# Drill Press



## Paul Lindsey (Jan 20, 2010)

Can you use a drill press for a small amount of routing. Like routing a 1/2 deep groce the could run 2-3 ft?


----------



## knotscott (Nov 8, 2007)

I don't think it'd work very well. Router's spin at 10K-22Krpms, DP's spin at a much lower rpm, and usually have more runout. 

You might have better luck with a groove on a TS or circular saw using multiple passes.


----------



## Paul Lindsey (Jan 20, 2010)

*DP*

Scott thanks for the answer.
Paul


----------



## Jwolf24601 (Dec 4, 2009)

I have used a handheld drill for routing in the past, it's kind of like screwing in flathead screws with the claw on the back of a hammer. You can make it work but generally not worth the effort.

You could drill 1/2" holes the length of it and take out the excess with a chisel and hammer...


----------



## Av8rTx (Mar 10, 2009)

table saw or even a circular saw with a fence would be a better option. Make several passes offset from each other and clean it up with a chisel


----------



## rrich (Jun 24, 2009)

Jwolf24601;114593it's kind of like screwing in flathead screws with the claw on the back of a hammer. You can make it work but generally not worth the effort.[/quote said:


> Somehow, I can picture that in my mind.
> 
> ROTFLMAO!!!
> 
> :laughing: :laughing: :laughing:


----------



## Streamwinner (Nov 25, 2008)

jwolf24601 said:


> it's kind of like screwing in flathead screws with the claw on the back of a hammer.


a+

--


----------



## garryswf (Aug 17, 2009)

Paul,
I tried using a drill press to run a barrel channel on a muzzloading rifle stock birdseye maple, ONCE, worst mistake i ever made.
Best options---Router with a homemade jig
Router set up in a router table or
a shaper
JMO


----------



## cabinetman (Jul 5, 2007)

In addition to what Scott said, think about the processes that you use a drill press for. They aren't really designed for side loads. You might find that on tapered spindle machines that the chuck could fall right off while running.


----------



## Paul Lindsey (Jan 20, 2010)

Thanks folks i appreciate the answers, I guess i will shell out some cash for a router.
Paul


----------



## Colt W. Knight (Nov 29, 2009)

You can do so much with a router, I can't imagine not owning one. 
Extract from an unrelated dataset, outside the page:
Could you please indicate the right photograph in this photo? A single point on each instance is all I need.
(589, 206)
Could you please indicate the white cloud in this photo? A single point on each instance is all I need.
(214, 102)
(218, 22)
There are a lot of inexpensive routing systems available. For not much cash on hand, I reccomend the Craftsman router/table combo which is ussually on sale for 89-99$ at Sears. I have this router and table, and made several guitars with it before I upgraded to a more expensive setup. 

I reccomend a fixed base router for your first router. Then once you figure out just how handy they are, you will want a Laminate/trim/palm router and a plunge router.


----------